The man got in, took one look at me and said, "Jenny?"
I have to be honest, I didn't recognize him at first. He wasn't from any of the organizations I knew involved with the radiothon, but he clearly knew me. Turns out he and I worked together nearly 7 years ago at my former place of employment. He had only worked there for a year before life took him in a different direction and he had to leave the job, but he still remembered me and eventually I remembered him.
We talked about what we'd been doing in the years between -- jobs, kids, moving, trips. The last time we had seen each other my kids were ages 1 and 3 and he didn't yet have children. He has two boys now, ages 3 and 5.
Nothing like a conversation like that to make you realize how quickly your kids are growing up.
I asked him how he came to volunteer his time at the radiothon, knowing that we had lots of corporate sponsors whose employees volunteer at the phone bank. But he was doing this on his own because his older son is seen at Gillette. He was just diagnosed with muscular dystrophy a year and a half ago, and they've been incredibly grateful for their care at Gillette.
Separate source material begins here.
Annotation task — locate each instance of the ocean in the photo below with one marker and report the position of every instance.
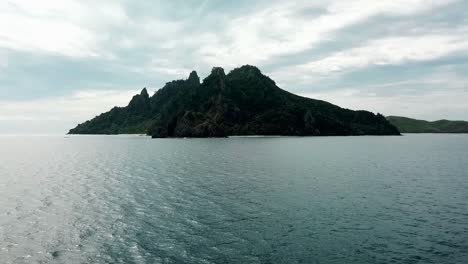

I said I was sorry for his diagnosis, but he waved it off. "He's just a normal kid, like anybody else." He went on to tell me stories of how easy-going he is, how he loves to play with his friends, loves swimming in the lake close to their house and has embraced kindergarten.
We kept talking, and later on came back to his son's diagnosis. I asked how they discovered he had MD, and he said that his wife noticed that their son seemed to struggle in comparison to other kids to do "normal kid things," like climb the monkey bars or run around the playground. They had taken him to their pediatrician a few times and finally, when the differences became more pronounced, the doctor ordered a few tests. That's when the diagnosis of muscular dystrophy came back.
Then he told me something that made my heart jump into my throat. The average life expectancy for a child with his type of muscular dystrophy is 25 years. His muscles will deterioriate with age. They know that as he grows his mobility will decrease, he will eventually need a wheelchair and this disease will eventually result in his death.
They already know they are going to outlive their son.
He said that his wife's parents are having a really hard time with the diagnosis, and even a year and a half later they struggle to believe that this beautiful little boy, so bright and fun, will not live long into adulthood.
But really, he said, what are we going to do, mope around and waste the time we do have with him? No, he said, we're going to live every day to the fullest, give him every life experience we can and love him for as long as we have him.
And then he told me not to cry, but it was too late.
*I feel compelled to remind my readers that I write this blog from my own personal perspective and not on behalf of my employer or any of Gillette's partners.